Rajan: “I think that the aggregate demand for engineers is just going up. I think technology is a good force for society in general. I do think there’s a lot more innovation to be had, whether it’s AR, VR, AI, or all kinds of exciting new trends. So there’s going to be a bigger demand for talent in general, which means that the engineering centers are going to continue to grow and we’re going to need more of them around the U.S. and around the world.

RELATED: Track the engineering outposts in the Seattle area

“But I do think some of that demand will be met by remote work. And I think that will afford a bunch of people the ability to work from other states or other cities, who don’t have to be in the big city or in the big center, where previously you had to be in Seattle or the Bay Area to work for Facebook. Now you could be in maybe Eastern Washington or closer to Portland, you have more choice on terms of where you stay and work. So we get that talent, but we’ll also get a bunch of people who are in the major hubs.”

Q&A: Facebook’s new chief in Seattle on 23 years at Microsoft and the future of engineering centers 6
Facebook CEO Mark Zuckerberg during a virtual July 2020 House Judiciary Committee antitrust hearing. (YouTube screen grab)

Future of Facebook

GeekWire: It’s been an interesting couple of years, the company itself is dealing with a lot — the connection between social media and adolescents or mental health; various conflicts that come up such as Israel and Palestine; COVID-related misinformation; the Trump ban that reared its head again. I like to have your perspective since you’re in Seattle. As an engineering leader, how much of this, if any of it, affects your team and your morale and how do you deal with it?

Rajan: “It’s definitely not easy. When you have all this stuff being told about your company and so on, it’s not easy, but I think as engineers we come in with the feeling of, ‘How can we make society better? How can we make all the technology work for good?’ Any tool or any technology can be used in good ways and bad ways, and we’re seeing some of the bad usages of it. So we come in motivated with, ‘We think we can use AI, we think we can use technology, we think we can use a combination of technology and people to make this be a force for good.’

“For example, when COVID happened, we came up with this COVID-19 hub in the Facebook app where you can find all kinds of authentic information — Where’s my nearest vaccination center? What is the latest science on the vaccines or on masks? Things like that. So we did our best to provide the right information to a lot of people, so that once they get that information, they’re not getting misinformation from other places.

“Having groups come together on the platform to help each other is amazing, that really makes me feel excited about all the good we are doing. And when I see bad effects, that motivates me to go and say, ‘OK, how do we go fight this now? How do we make it so that this does not happen?’ And so that’s kind of like the energy that the company has. Yes, of course, it’s always tough when you see coverage that’s not great, but I lived some of this at Microsoft as well. At that time we thought we were building great technology for the world. So I think most engineers and most people who work at the big tech companies want to do good and are finding ways to use technology to help society.”
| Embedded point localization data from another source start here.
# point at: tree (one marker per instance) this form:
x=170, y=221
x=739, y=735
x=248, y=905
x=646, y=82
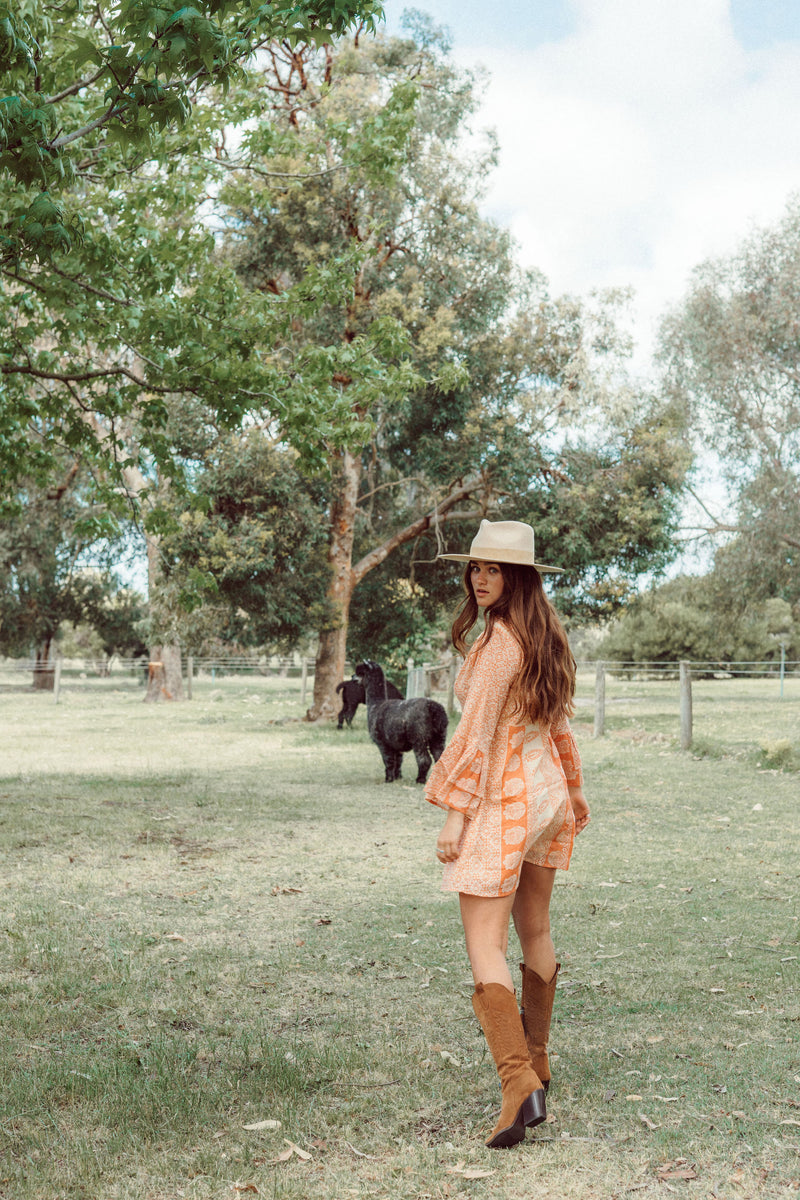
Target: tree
x=43, y=580
x=84, y=81
x=692, y=617
x=732, y=361
x=252, y=546
x=498, y=367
GeekWire: As more pressure has come to bear on Facebook and Google and Amazon, and Microsoft has sort of slid underneath all of that, what do you think about that?

Rajan: “I think Microsoft went through its moment and they learned from it and they navigated some of those forces and are in a different place right now. Every technology has its kind of flashpoint in terms of it getting to critical mass and scale — Google with the search engine, Amazon with its thing, Facebook with the tools we have built to reach people. So when those tools reach a critical mass and become an important part of society I think it leads to a lot of questions and discussion and what’s the right usage of it. And so I think this is just a normal part of getting to critical mass.”